Harta yang dititipkan Allah subhanahu wa ta’ala kepada manusia bukanlah semua milik manusia itu sendiri artinya di dalam harta yang kita miliki terdapat hak milik orang lain. Maka dari itu, Allah subhanahu wa ta’ala memerintahkan kita untuk berzakat, bersedekah, berinfak, dan berwakaf.
Harta yang telah diberikan kepada orang lain itulah harta yang dilipatgandakan oleh Allah bukan harta yang diribakan. Dari penjelasan tersebut, kita dapat ambil pelajaran bahwa semua perintah Allah itu terdapat hikmah tersendiri bagi ciptaan-Nya.
Hukum Bunga Bank
Menurut mayoritas ulama hukum bunga bank adalah haram karena identik dengan yang namanya riba walaupun ada juga ulama yang melihat bahwa bunga bank bukanlah riba. MUI sendiri mengeluarkan fatwa tentang keharaman riba pada tahun 2003. Sedangkan organisasi Muhammadiyyah mengeluarkan fatwa tentang haramnya riba tahun 2010. Adapun organisasi Nahdlatul Ulama (NU) pada tahun 1982 dalam Bahtsul Masail di Lampung yang menyatakan bahwa hukum bunga bank ada 3 yaitu haram, boleh, dan syubhat.

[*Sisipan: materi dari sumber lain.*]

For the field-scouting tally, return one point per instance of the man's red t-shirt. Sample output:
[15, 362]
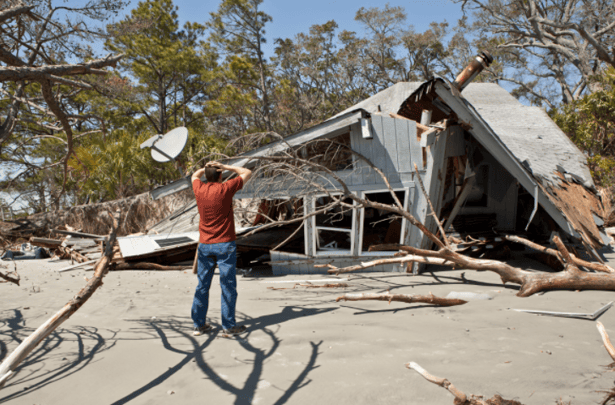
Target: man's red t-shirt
[215, 203]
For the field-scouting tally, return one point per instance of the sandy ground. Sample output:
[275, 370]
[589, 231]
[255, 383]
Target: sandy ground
[132, 342]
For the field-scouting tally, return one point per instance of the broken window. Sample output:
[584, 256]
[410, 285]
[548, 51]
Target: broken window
[334, 227]
[379, 226]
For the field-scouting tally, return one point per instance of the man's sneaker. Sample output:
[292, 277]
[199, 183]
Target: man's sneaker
[235, 330]
[198, 331]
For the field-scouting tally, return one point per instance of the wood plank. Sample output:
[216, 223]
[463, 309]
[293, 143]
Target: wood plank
[379, 152]
[433, 181]
[402, 135]
[45, 242]
[416, 151]
[355, 135]
[308, 226]
[79, 234]
[390, 146]
[365, 149]
[74, 267]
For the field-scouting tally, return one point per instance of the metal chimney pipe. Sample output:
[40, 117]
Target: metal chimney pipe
[468, 74]
[426, 117]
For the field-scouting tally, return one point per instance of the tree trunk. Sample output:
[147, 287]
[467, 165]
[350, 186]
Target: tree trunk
[410, 299]
[9, 365]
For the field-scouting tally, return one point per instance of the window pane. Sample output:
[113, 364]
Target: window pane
[336, 217]
[380, 227]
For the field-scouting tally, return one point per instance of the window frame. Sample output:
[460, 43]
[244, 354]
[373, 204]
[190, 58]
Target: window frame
[404, 222]
[341, 252]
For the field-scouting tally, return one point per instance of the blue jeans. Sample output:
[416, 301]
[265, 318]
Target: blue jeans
[225, 256]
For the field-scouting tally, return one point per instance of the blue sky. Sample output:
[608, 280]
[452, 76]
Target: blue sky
[293, 17]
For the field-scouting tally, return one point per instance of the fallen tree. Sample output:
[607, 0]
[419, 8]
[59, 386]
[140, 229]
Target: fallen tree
[410, 299]
[8, 366]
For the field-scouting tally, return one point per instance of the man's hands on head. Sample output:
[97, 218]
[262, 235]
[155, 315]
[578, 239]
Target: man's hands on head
[197, 175]
[221, 167]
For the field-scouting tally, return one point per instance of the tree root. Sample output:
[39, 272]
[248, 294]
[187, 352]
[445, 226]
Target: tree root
[8, 366]
[146, 266]
[572, 278]
[410, 299]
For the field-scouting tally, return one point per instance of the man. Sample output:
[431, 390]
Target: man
[217, 243]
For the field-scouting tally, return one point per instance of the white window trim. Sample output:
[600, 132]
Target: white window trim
[340, 252]
[362, 222]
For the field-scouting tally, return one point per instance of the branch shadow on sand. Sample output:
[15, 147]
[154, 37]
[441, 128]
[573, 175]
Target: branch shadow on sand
[181, 328]
[42, 367]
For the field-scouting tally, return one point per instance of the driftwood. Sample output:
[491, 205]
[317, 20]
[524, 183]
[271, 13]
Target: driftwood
[610, 395]
[9, 365]
[605, 339]
[410, 299]
[11, 277]
[578, 262]
[571, 278]
[332, 285]
[145, 266]
[460, 397]
[68, 253]
[44, 242]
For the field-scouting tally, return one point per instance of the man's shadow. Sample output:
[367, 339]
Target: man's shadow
[244, 394]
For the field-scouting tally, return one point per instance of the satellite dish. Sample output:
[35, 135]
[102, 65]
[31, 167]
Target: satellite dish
[168, 147]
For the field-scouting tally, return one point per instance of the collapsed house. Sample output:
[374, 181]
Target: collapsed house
[490, 166]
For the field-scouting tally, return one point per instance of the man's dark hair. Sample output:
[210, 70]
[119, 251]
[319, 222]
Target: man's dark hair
[212, 174]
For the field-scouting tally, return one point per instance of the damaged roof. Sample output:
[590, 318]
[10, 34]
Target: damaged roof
[529, 144]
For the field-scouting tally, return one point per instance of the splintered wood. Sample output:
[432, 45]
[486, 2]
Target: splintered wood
[309, 285]
[410, 299]
[460, 397]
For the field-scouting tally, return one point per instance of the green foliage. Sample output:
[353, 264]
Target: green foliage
[590, 124]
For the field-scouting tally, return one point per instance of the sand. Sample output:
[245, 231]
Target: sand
[132, 342]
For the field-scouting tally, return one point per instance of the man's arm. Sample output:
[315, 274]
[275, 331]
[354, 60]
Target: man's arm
[197, 175]
[244, 173]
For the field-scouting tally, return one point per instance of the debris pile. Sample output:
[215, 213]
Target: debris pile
[83, 250]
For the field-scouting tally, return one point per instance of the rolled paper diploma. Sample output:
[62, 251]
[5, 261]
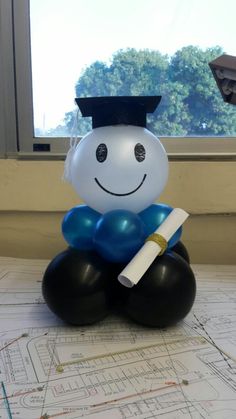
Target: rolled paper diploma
[140, 263]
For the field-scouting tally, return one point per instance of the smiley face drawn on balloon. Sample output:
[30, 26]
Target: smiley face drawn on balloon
[119, 167]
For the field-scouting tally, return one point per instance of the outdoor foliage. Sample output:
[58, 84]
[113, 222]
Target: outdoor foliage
[191, 103]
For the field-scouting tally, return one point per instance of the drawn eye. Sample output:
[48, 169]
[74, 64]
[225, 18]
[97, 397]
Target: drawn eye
[139, 152]
[101, 153]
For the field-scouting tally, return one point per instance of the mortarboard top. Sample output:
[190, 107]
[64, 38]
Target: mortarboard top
[224, 72]
[115, 110]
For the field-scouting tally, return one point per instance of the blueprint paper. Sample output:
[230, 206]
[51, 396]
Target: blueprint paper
[116, 368]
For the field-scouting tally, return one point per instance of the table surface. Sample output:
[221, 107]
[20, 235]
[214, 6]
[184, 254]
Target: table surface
[116, 368]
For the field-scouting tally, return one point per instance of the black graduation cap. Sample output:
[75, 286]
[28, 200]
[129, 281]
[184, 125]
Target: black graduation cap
[115, 110]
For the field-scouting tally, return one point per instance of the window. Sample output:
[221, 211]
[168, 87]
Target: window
[68, 48]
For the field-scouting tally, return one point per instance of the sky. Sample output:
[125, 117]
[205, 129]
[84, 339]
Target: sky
[69, 35]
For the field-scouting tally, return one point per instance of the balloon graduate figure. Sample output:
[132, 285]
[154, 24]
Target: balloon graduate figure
[119, 169]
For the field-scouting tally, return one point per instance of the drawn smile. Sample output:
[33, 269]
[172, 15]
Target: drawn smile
[120, 194]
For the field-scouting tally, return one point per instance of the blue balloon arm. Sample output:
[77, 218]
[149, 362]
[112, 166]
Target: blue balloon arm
[79, 225]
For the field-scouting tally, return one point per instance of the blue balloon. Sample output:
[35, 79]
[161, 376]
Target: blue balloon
[119, 235]
[154, 216]
[78, 227]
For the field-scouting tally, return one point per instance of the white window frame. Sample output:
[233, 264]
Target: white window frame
[16, 103]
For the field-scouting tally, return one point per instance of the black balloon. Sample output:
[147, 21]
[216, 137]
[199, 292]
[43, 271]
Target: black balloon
[80, 287]
[165, 294]
[181, 250]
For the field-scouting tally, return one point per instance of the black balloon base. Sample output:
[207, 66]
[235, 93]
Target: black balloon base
[82, 288]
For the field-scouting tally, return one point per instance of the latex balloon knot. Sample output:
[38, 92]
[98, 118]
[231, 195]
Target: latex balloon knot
[160, 240]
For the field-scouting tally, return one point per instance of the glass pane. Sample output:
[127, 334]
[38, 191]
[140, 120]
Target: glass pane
[132, 47]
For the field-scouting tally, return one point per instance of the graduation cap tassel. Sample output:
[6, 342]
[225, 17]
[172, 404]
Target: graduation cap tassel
[74, 140]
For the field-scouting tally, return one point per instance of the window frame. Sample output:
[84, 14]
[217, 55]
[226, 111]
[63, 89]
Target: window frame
[16, 105]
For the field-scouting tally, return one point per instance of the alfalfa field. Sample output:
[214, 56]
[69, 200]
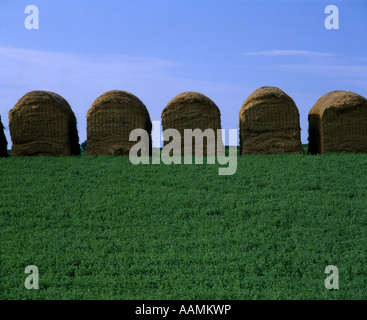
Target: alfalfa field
[103, 228]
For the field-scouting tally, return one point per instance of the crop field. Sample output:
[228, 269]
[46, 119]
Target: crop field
[102, 228]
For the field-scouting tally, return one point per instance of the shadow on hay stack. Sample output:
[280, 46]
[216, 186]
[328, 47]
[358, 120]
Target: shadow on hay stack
[193, 110]
[3, 142]
[338, 123]
[269, 123]
[43, 123]
[111, 118]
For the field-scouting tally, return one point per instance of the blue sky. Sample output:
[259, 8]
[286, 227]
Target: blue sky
[157, 49]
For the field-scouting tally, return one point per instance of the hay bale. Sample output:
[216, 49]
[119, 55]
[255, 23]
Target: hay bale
[111, 118]
[338, 123]
[193, 110]
[269, 123]
[43, 123]
[3, 142]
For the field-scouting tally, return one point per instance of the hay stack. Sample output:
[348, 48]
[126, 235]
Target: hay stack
[111, 118]
[193, 110]
[338, 123]
[42, 123]
[3, 142]
[269, 123]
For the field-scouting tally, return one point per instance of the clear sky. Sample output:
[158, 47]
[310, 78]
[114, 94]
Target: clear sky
[157, 49]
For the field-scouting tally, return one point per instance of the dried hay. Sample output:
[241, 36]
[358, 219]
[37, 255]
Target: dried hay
[269, 123]
[193, 110]
[111, 118]
[43, 123]
[3, 142]
[338, 123]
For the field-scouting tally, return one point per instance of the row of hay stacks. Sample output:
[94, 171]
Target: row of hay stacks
[110, 120]
[42, 123]
[269, 123]
[338, 123]
[193, 110]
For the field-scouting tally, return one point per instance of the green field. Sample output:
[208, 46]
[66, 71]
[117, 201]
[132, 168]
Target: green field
[102, 228]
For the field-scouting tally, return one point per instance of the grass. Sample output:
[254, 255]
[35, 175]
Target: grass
[101, 228]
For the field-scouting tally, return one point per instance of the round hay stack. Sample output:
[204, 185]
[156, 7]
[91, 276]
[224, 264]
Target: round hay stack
[338, 123]
[110, 120]
[269, 123]
[193, 110]
[3, 142]
[42, 123]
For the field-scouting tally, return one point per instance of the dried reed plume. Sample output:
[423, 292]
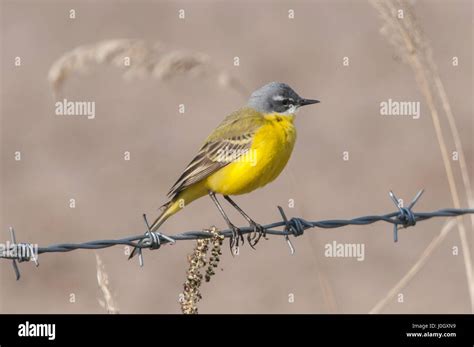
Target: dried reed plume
[407, 37]
[197, 261]
[138, 58]
[103, 280]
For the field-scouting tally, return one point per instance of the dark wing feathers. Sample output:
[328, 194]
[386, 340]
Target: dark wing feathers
[231, 139]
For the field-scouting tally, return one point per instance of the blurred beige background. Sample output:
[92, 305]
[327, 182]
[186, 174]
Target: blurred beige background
[71, 157]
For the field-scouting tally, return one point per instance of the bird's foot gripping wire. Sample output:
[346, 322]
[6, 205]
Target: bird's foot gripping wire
[235, 239]
[256, 234]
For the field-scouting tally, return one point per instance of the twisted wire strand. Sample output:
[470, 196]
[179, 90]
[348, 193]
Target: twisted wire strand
[403, 218]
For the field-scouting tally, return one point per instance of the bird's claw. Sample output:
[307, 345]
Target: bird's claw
[256, 234]
[235, 240]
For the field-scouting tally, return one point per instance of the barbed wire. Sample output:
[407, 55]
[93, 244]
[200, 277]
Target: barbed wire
[404, 217]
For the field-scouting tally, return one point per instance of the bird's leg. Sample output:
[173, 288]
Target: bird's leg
[236, 234]
[258, 230]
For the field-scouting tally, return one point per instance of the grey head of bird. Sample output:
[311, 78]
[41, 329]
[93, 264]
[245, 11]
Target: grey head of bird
[276, 97]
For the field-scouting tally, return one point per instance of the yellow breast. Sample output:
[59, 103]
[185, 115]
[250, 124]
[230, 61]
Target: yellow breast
[270, 151]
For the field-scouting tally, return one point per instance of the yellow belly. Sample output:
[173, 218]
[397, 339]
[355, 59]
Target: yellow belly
[270, 151]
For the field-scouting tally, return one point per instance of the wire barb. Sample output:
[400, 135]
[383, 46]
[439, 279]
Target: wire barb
[151, 240]
[404, 217]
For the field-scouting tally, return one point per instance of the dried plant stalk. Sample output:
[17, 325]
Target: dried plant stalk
[103, 280]
[406, 35]
[197, 261]
[138, 58]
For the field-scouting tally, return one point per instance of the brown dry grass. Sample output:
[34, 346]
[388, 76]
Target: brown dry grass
[407, 37]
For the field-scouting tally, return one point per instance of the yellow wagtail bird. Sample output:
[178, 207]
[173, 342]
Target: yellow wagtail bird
[246, 151]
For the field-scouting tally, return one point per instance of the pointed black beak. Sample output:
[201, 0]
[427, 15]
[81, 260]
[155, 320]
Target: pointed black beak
[304, 102]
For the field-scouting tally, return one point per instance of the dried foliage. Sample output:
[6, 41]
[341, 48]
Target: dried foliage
[138, 58]
[103, 280]
[197, 261]
[402, 30]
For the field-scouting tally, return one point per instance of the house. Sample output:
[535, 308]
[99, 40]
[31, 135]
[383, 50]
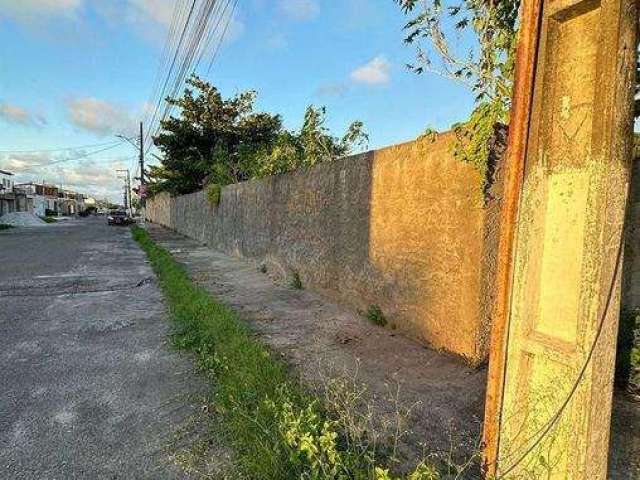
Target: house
[35, 193]
[7, 196]
[70, 203]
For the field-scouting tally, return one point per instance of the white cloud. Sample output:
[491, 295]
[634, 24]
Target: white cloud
[332, 90]
[19, 115]
[159, 11]
[376, 72]
[100, 117]
[30, 10]
[301, 10]
[94, 177]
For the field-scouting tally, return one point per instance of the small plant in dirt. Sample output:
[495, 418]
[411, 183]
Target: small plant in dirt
[375, 316]
[628, 358]
[296, 281]
[214, 192]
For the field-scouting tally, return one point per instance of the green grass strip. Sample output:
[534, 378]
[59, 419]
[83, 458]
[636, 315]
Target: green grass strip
[277, 428]
[247, 377]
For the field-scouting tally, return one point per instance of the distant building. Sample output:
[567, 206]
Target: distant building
[7, 197]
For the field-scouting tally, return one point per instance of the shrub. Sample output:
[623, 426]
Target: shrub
[214, 193]
[375, 316]
[296, 281]
[628, 358]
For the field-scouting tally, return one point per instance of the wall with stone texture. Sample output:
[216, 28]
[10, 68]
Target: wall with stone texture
[404, 228]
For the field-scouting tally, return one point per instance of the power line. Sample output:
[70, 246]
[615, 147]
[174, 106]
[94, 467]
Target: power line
[62, 149]
[86, 155]
[210, 20]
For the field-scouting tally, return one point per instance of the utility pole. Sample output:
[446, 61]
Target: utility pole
[127, 189]
[549, 394]
[142, 180]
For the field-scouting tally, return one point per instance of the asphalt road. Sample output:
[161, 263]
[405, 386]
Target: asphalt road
[88, 385]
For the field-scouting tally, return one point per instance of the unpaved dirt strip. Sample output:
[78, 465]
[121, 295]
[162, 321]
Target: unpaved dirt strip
[90, 388]
[321, 338]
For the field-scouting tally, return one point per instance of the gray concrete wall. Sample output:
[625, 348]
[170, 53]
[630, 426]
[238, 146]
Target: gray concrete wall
[404, 228]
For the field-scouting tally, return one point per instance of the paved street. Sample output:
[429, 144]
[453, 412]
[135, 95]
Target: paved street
[89, 387]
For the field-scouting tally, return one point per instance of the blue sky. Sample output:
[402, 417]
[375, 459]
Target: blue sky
[76, 72]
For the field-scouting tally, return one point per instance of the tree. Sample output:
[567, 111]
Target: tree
[484, 62]
[218, 141]
[213, 139]
[488, 30]
[313, 144]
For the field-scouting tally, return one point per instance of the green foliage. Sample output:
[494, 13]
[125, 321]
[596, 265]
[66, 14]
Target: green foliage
[296, 281]
[473, 137]
[212, 139]
[214, 191]
[486, 67]
[375, 316]
[430, 134]
[628, 357]
[277, 428]
[224, 141]
[486, 63]
[313, 144]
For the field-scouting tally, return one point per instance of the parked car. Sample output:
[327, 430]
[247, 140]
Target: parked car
[118, 217]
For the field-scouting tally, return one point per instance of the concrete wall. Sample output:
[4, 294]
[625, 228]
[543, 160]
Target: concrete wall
[405, 228]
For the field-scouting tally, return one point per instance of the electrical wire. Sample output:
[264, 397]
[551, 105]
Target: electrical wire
[65, 160]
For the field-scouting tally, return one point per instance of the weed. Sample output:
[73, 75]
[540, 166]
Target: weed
[628, 358]
[375, 316]
[278, 429]
[296, 281]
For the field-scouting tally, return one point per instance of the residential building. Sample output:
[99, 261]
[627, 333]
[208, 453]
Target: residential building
[7, 196]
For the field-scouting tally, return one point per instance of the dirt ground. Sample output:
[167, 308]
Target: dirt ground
[320, 338]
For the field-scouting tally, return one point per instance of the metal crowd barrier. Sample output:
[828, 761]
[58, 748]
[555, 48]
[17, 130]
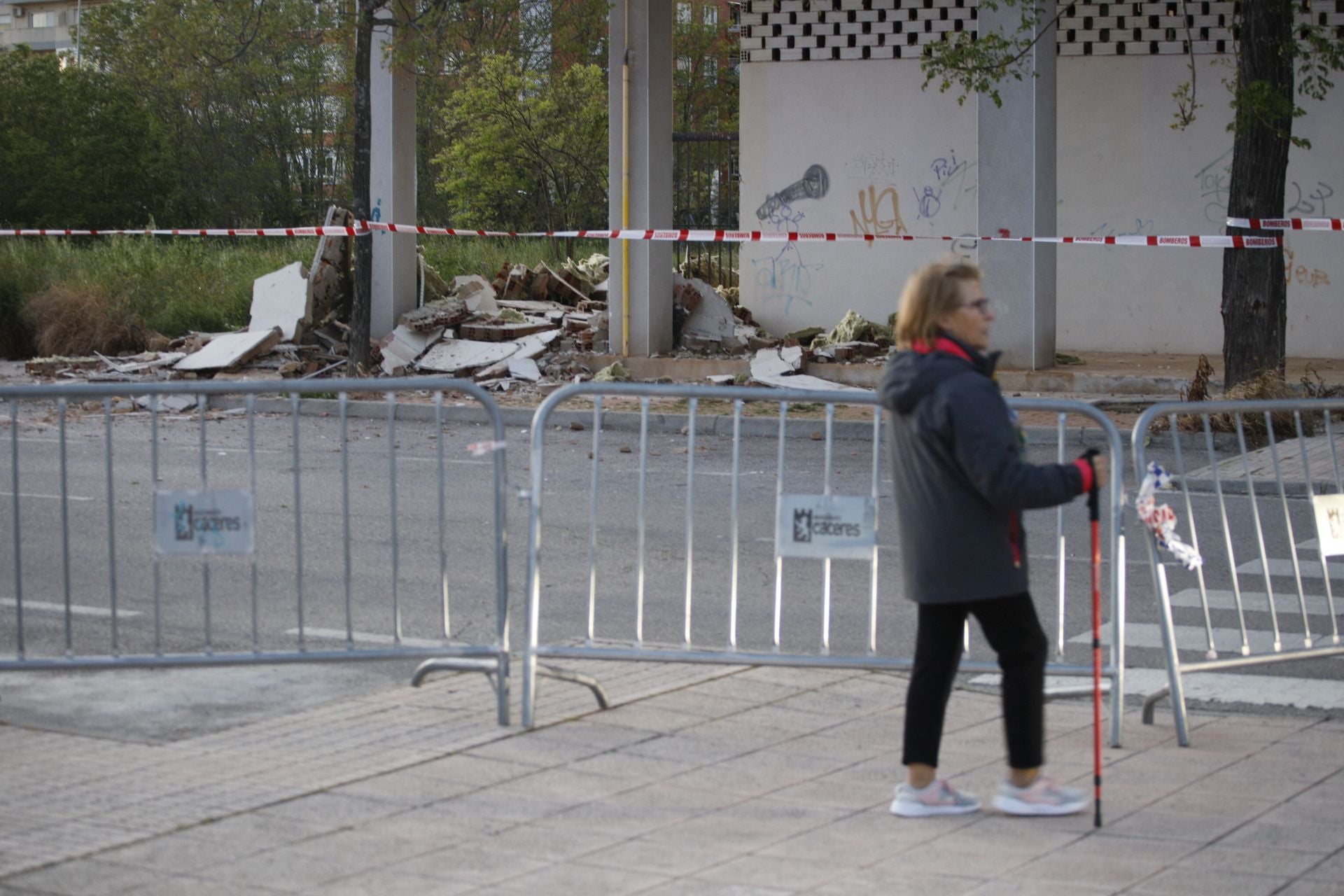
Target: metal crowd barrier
[620, 580]
[147, 535]
[1256, 472]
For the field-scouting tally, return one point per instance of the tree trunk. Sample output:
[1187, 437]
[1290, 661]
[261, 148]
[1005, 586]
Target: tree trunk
[362, 305]
[1254, 289]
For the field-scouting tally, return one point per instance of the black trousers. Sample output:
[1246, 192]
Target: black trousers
[1014, 631]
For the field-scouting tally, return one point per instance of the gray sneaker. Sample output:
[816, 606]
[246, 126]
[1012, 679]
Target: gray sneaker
[1042, 797]
[939, 798]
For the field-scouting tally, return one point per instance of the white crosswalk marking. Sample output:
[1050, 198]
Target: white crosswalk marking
[1227, 641]
[1310, 567]
[1256, 601]
[1218, 687]
[76, 609]
[365, 637]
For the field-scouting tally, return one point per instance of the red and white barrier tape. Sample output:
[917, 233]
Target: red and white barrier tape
[213, 232]
[1288, 223]
[781, 237]
[671, 235]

Ulama yang memperbolehkan bunga bank mempunyai illat (hukum dasar) bahwa keharaman riba itu adalah karena “ad’afan mudho’afan (berlipat ganda)” dan “La Tadhlimun wa la Tudhlamaun (kamu tidak menganiaya dan tidak dianiaya)”. Menurut mereka tidak ada yang dirugikan dalam transaksi dengan bank konvensional baik dari pihak bank sendiri ataupun dari nasabah.
Sedangkan para ulama yang mengharamkan riba mempunyai pandangan bahwa haramnya riba itu seperti haramnya khamr, diawali dengan unsur negatif yang ada dalam riba (QS. Ar rum: 38), isyarat tentang haramnya riba (QS. An Nisa: 161), salah satu bentuk perilaku yang haram untuk dilakukan (QS. Ali Imran: 130) dan pengaharaman semua hal yang berkaitan dengan perilaku riba (QS. Al Baqarah: 278).
Demikian pembahasan tentang riba dalam perspektif Al Quran dan kita sebagai umat muslim sudah seharusnya tidak berlebihan dalam memandang hal-hal yang ada di dunia ini.